Resident protests teacher tenure, encourages merit pay

Lee Harstad

Claiming some teachers in the Moffat County School District should not be in the classroom, Toby Grotz of Craig wrote a letter to the Moffat County Board of Education, Superintendent Duane Wrightson, school principals, Colorado State Board of Education and Gov. Bill Owens.

Grotz requested teachers be fired and hired as school officials see fit and “to actively seek to enact legislation that removes non-probationary status (tenure) and includes merit pay so that the best teachers can be rewarded for their efforts.”

Grotz claims some teachers are damaging children due to their “incompetence.” He wants to know which teachers are involved in the remediation process, a developmental plan that addresses corrections needed to be made by teachers. If corrections are not made during remediation, the teacher could be terminated.

Grotz wants to see these figures because he believes taxpayers have a right to know what they are paying for.

“I am sorry if you see my actions as destructive,” Grotz told the Moffat County Board of Education.

According to Superintendent Wrightson, it is up to school principals to evaluate instructors and these evaluations are confidential. Wrightson is confident in the abilities of district principals.

“I feel good as a superintendent that our principals are doing very well,” Wrightson said. “The point is we evaluate and try to help people become better teachers.”

Wrightson cited Educational Statute 22:9:109, which states evaluation reports are to be kept confidential, and public record statute 24:72:204, stating what documents can and cannot be made public, as reasons why Grotz’s claims and requests cannot be met.

Grotz came to his conclusion after hearing a statistic from the president of the National Education Association stating 60 percent of teachers in the nation should not be in the classroom.
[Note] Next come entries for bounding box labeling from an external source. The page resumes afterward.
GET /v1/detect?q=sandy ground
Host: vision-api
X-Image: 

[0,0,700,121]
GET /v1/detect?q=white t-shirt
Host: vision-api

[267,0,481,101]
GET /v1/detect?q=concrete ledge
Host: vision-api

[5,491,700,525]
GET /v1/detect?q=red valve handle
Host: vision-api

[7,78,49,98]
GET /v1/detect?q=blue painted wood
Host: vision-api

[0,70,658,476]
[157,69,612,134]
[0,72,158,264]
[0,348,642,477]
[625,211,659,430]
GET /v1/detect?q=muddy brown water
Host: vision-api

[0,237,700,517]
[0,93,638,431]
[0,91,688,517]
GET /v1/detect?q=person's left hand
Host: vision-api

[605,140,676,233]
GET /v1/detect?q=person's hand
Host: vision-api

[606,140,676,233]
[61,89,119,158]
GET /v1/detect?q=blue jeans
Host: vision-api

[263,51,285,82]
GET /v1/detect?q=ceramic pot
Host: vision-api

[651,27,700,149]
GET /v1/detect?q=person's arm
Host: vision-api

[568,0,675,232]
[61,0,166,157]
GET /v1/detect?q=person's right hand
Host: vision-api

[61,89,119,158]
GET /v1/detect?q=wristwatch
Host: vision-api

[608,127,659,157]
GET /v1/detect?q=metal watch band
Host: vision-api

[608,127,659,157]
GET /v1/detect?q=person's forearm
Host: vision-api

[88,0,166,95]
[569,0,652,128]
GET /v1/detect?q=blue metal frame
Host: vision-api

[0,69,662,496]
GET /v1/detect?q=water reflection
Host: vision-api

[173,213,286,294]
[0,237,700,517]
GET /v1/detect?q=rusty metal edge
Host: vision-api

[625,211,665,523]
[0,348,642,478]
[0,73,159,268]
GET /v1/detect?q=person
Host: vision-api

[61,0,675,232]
Grotz stated in his letter, “Do you have any staff members that should find another profession? Do you have any teachers that are on a remediation plan because they are not qualified by today’s standards to be teaching, or do you support these people 100 percent, no matter what?”

Grotz believes every principal in every public school in the country has staff members that should be counseled to leave the profession or fired.

According to Wrightson, the statutes clearly spell out what teachers can be fired for and what information is public. He also commented there are five reasons why an instructor can be terminated. These reasons are incompetence, neglective duty, immorality, insubordination and budget restrictions.

“The public does not have a say in termination,” Wrightson said.

Due to statutes and the evaluation process, nothing can be done to meet Grotz’s claims. It is possible for the public to speak with school principals about certain instructors, but obtaining information on evaluations and teachers in remediation will remain confidential.